Kati Suominen, of the German Marshall Fund of the United States, used the term “economic cold war” as one possible outcome of the philosophical divergence and trade and debt imbalances among the world’s major players. I wonder if it’s already gone beyond that. Are we in an undeclared trade war?

When I put this question to Mark Vitner, senior economist at Wells Fargo, he said, “I think we already have one of sorts.”

Consider: Mexico has imposed 20 percent tariffs on American apples to retaliate against the United States for failing to allow Mexican truckers to deliver throughout this country, as was promised by the North American Free Trade Agreement. This is costing Washington apple growers an estimated $44 million this year.

It’s permissible under the rules — the idea being that the dispute will be resolved without either nation retreating into more destructive protectionism. Yet it shows this state’s vulnerability as a major exporter.

What Vitner and others I spoke with are more concerned about are: currency manipulation, trade and debt imbalances, the decoupling of a recovering Asia from struggling America and Europe, and, especially, China, which is to become the world’s second-largest economy this year.

Into a world dominated by America’s liberal, free-market economic philosophy comes Beijing with something very different. State capitalism. Neo-mercantilism. Protectionism.

Whatever you call it, China’s approach to growth and trade are very different. Combine it with America’s codependent debt-and-trade relationship with China, and the result has distorted the global economic system.

Keeping its currency, the renminbi, artificially low to aid in exports is only one area where China goes its own way. It provides large export subsidies, games its government procurement rules to favor domestic suppliers, uses its dominance of rare-earth minerals to threaten trading partners.

The list is long, but Beijing uses many gadgets in the protectionist toolbox.

The “problems can be traced to China’s pursuit of industrial policies that rely on excessive, trade-distorting government intervention intended to promote or protect China’s domestic industries,” according to the U.S. Trade Representatives report to Congress last year.

With real unemployment near 17 percent, regions such as the Midwest would consider the Chinese policy listed above as wise.

Americans are mad, and so-called free trade, as well as corporate offshoring of jobs for cheap labor, is a big target.

Countering it is risky. U.S. tariffs would put American sales at risk, including airplanes from Boeing, the nation’s largest exporter.

China is Washington state’s largest trading partner. American corporations with operations in China would oppose any retaliation, and citizens might not like paying more at Walmart if Washington, D.C., and Beijing started a tit-for-tat tariff escalation.

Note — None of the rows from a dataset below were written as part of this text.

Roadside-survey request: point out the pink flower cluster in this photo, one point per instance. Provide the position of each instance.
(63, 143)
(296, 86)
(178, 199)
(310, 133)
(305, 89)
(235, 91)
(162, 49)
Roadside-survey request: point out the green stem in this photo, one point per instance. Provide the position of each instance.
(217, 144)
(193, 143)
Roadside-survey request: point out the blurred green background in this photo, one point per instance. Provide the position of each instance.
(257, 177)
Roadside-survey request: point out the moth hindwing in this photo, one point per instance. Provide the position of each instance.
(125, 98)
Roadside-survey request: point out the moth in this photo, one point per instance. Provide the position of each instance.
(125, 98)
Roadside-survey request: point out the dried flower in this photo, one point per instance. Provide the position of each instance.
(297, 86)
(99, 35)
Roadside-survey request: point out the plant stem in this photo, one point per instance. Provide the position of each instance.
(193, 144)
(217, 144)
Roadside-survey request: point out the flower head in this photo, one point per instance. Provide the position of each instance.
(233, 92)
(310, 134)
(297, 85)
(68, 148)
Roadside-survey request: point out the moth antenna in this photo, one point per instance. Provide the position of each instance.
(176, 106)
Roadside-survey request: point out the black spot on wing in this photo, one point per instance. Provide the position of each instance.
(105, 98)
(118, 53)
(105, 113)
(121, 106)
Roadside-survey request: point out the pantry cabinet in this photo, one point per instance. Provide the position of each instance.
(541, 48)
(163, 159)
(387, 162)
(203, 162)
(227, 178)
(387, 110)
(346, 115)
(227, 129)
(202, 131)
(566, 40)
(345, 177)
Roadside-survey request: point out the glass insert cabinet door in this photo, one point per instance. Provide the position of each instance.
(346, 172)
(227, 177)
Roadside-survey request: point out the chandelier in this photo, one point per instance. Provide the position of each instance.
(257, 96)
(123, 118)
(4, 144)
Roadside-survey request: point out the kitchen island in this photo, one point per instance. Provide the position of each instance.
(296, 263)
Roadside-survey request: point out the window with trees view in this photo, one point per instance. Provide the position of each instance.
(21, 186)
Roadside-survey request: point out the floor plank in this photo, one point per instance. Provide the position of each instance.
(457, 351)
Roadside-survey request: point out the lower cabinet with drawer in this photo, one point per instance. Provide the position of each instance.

Short of that, unfair trading cases are notoriously difficult to bring or see through the World Trade Organization (WTO).

There’s the doomsday scenario, where tensions become so serious that Beijing dumps dollars and calls in American debt. Yet this nuclear option has a wide kill zone.

China needs a vibrant U.S. economy for its exports. And, as its pique at the G-20 indicates, it depends on a healthy dollar.

Even without this unlikely outcome, other developing nations are copying Chinese tactics. The global trading system is unraveling. And even if the WTO doesn’t implode, existing rules allow developing nations wide latitude on tariffs.

For example, Columbia, which lacks a free-trade agreement with the United States, applies a 20 percent tariff to American French fries. But it could go as high as 70 percent if Bogotá were to choose to retaliate against American trade moves.

The same latitude applies to Brazil, India and numerous others.

So Boeing isn’t the only Washington exporter that stands to lose in this risky new world order.